Clarissa, anticipating a middle-aged lecher, is surprised to find that Lord Langdon is young, good-looking, and intelligent. He's also abrupt, and within thirty seconds of introducing himself, proposes marriage. Stung, Clarissa turns him down, to Matthew's astonishment. After all, he's taken time out from his business in the House of Lords to find a young woman of respectable breeding and make a marriage arrangement wither father. What more does the chit want?
Plenty, you fathead, is his friend Spencer's sage advice. She wants to be courted, he explains. Matthew is nonplussed. He knows nothing of courting. How is he supposed to find a wife if he doesn't know how to woo her? Then inspiration strikes. Perhaps Lady Clarissa will give him some lessons on how to impress a young lady. Then he can find a wife and get back to the more pressing concerns in the House of Lords.

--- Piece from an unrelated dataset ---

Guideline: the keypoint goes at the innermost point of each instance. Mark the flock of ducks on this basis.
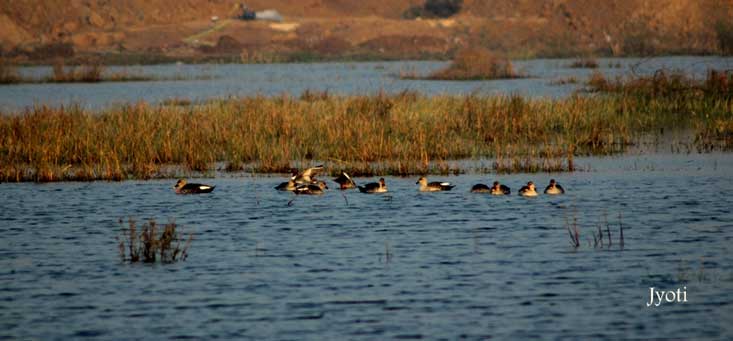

In order to stave off her father, who doesn't yet know she has turned Matthew down, Clarissa agrees to the deception. But what will happen when these two intelligent, stubborn people really get to know each other?
Clarissa and Matthew are characters perfectly suited to this kind of tale. Both are adults, and approach their dilemma with an adult perspective that's exactly right for this story. No missish tears for Clarissa, no lordly, arrogant declarations for Matthew. Instead, readers will be carried along with these two as they discover that first impressions can be terribly misleading, and that in order to find a perfect match, sometimes you have to look right under your nose.
The secondary characters add spice to the story without taking over center stage. Clarissa's younger sister, Lucy, is wise in the way that only youth can be, viewing events with a clarity that escapes Clarissa. Spencer offers sound advice and isn't afraid to stand up to his wealthier, more titled friend. Spencer is the third in a set of sons, and his relish at the thought of not having to deal with a title is refreshing in itself. He'd make a divine hero for his own regency romance, and I couldn't help mentally pairing him with Lucy.
A foppish poet who is up to no good and an Incomparable with her eye on Matthew's estate round out the cast. They move the story along without getting in the way of the developing romance.
And if the story seemed to drag just a bit in the middle, well, it's a minor complaint. Lord Langdon's Tutor is a lively, intelligent Regency by a sparkling new addition to the genre. Regency needs more stories like this.